При последних словах Чичикова Манилов оживился.
— Признаться, любезный вы мой Павел Иванович, и мог бы взять на себя труд в отношении взяток. Слава Богу, давешний год был у нас хорош, так что нынче мы располагаем средствами, и я не счёл бы для себя обременительными подобныя траты.
Услыхавши подобныя речи Чичиков словно бы озарился изнутри, лицо его и без того непрестанно улыбавшееся, вдруг точно бы просияло, взгляд, устремлённый на Манилова, сделался лучистым, а голос зазвенел, будто рождественский колокольчик.
— Ежели так, ежели вы, любезный друг мой, возьмёте на себя заботу сберечь те казённыя суммы, что даны мне под строгий отчёт начальством моим, то обещаю вам, что подобная жертва не пройдёт незамеченной, и я, уверен, что со стороны государя—императора нашего она найдёт вполне заслуженную оценку. Уверен – без звезды тут не обойдётся. Да что там, я самолично сделаю всё от меня зависящее, дабы испросить для вас высочайшую награду.
— О…о…о! Павел Иванович! — принялся было сызнова голосить Манилов, но Чичиков на сей раз сумел быстро усмирить его, велевши сидеть и слушать далее.
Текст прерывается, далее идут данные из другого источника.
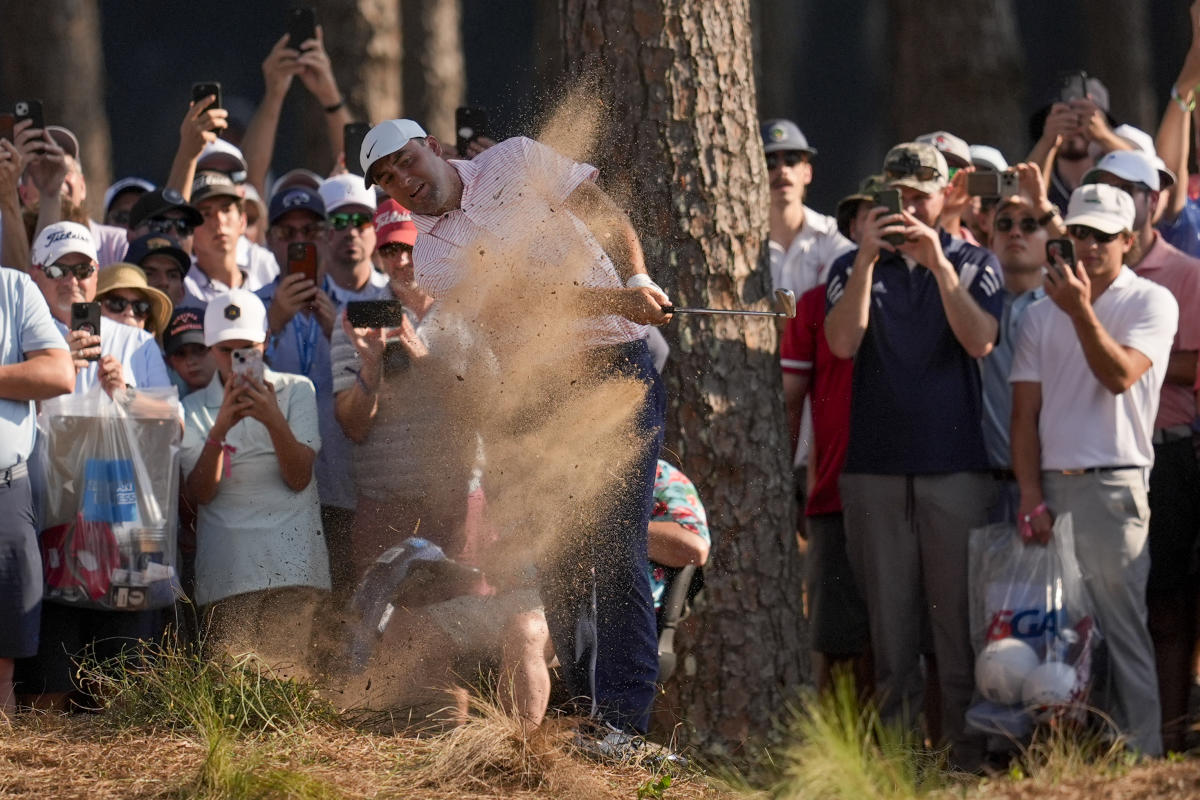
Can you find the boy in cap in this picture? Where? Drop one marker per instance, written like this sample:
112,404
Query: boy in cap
187,355
163,262
916,317
1086,377
247,456
1175,479
35,365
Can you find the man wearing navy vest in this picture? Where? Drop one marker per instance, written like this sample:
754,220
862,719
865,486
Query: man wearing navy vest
916,317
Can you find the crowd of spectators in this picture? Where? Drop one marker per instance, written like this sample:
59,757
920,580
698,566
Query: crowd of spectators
943,371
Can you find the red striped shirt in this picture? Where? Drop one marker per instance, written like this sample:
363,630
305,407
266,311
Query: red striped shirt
514,214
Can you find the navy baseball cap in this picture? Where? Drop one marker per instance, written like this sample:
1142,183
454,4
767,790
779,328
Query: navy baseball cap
295,198
161,200
151,244
784,134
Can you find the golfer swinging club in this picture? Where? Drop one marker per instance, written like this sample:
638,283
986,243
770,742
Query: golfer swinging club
599,608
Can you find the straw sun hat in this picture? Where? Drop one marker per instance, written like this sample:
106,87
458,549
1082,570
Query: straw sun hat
127,276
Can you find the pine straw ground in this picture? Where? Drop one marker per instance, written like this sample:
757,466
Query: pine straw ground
81,757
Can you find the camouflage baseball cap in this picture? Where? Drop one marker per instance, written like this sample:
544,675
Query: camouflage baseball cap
917,166
849,205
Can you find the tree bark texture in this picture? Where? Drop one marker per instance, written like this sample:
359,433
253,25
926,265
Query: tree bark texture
364,43
51,50
435,70
959,68
681,134
1119,54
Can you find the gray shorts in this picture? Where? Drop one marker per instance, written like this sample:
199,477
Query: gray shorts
474,623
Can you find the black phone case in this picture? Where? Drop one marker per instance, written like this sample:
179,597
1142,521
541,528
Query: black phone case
301,26
375,313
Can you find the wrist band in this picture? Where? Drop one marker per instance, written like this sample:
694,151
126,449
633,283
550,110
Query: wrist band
1185,104
366,390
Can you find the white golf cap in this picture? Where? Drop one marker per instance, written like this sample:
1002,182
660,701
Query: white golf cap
1104,208
955,151
1133,166
60,239
984,156
346,190
124,185
234,314
385,139
222,157
1144,142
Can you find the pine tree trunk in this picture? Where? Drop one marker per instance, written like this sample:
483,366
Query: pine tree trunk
364,43
435,71
1119,54
959,68
682,137
51,50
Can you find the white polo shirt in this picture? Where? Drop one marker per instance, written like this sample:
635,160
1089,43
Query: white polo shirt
805,262
1083,425
257,533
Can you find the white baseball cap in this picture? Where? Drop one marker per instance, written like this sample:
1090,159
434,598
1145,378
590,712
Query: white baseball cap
955,150
385,139
1133,166
984,156
124,185
234,314
1102,206
60,239
223,157
346,190
1144,142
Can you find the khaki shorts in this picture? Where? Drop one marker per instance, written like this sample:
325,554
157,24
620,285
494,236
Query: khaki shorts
474,623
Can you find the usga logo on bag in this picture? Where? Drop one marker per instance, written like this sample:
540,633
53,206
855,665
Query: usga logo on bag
1027,624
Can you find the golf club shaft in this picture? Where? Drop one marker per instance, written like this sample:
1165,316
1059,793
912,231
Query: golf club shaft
673,310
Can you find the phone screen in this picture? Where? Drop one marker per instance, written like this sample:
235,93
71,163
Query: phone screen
375,313
303,259
249,361
301,26
202,90
469,124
— Теперь, друг мой, вы должны будете меня во всём слушать, разумеется, я не собираюсь злоупотреблять вашим послушанием, но такова субординация и мы с вами обязаны придерживаться её. Так же вы не должны задавать мне лишних вопросов, всё, что вам должно знать я и без того вам расскажу, не должны, как я уже сказывал давеча, обсуждать с кем бы то ни было наших с вами дел. Все должны думать, что мы с вами связаны простыми отношениями — продавца и покупщика. Должны же вы будете помогать мне во всём, где только сможет понадобиться мне ваша помощь. Ну как вы, согласны ли на подобныя условия? — спросил Чичиков.
— Конечно же согласен, дорогой вы мой Павел Иванович! Можете во мне и не сомневаться, — отвечал Манилов. – Но позволительно ли будет мне спросить, в чём собственно заключено то дело, на отправление которого получили мы с вами высочайшее соизволение?
— Вот видите, голубчик, вы уже нарушаете наш с вами уговор, уж задаете вопросы. Я отвечу вам, но не нынче вечером, потому как время и впрямь уже позднее и пора всем нам на покой. Завтра, завтра я отвечу на все ваши вопросы, и завтра же мы обсудим с вами план наших с вами действий. А покуда давайте—ка отправимся ко сну, и я ещё раз, напослед, хотел бы поздравить вас с началом новой вашей, замечательной жизни.
С этими словами Чичиков поднялся из—за стола и поблагодаривши хозяина с хозяйкою, отправился в приготовленный для него «апартаман», а Маниловы ещё немного о чём—то пошептавшись в столовой, проследовали в свою супружескую опочивальню. Но ни Павел Иванович, ни Манилов с супругою ещё долго не могли уснуть тем вечером. Чичиков думал о том, что это не иначе, как само провидение привело его сегодняшним вечером в этот одиноко стоявший на юру господский дом. И дядюшка капитан—исправник, и готовность Манилова к экономии «казённых денег», всё это иначе, как подарком судьбы и назвать было нельзя. Поэтому он ещё долго ворочался в своей постеле, перебирая теснившиеся в голове заманчивыя мысли, и лишь по прошествии часа сумел забыться сном – беспокойным и неглубоким. И кто знает, что привиделось ему на сей раз? Может быть, сызнова приснилась ему та самая молодая и толстая баба в синей запаске, бегущая вослед его экипажа и тянущая до нашего героя растопыренныя пальцы своя? Не знаем, не берёмся судить, может быть так оно и было. Но по утру Павел Иванович снова проснётся словно бы и не ведая о том, в который уж раз повторившемся, сновидении, и вовсе не помня бабы, стерегущей его бег, точно судьба.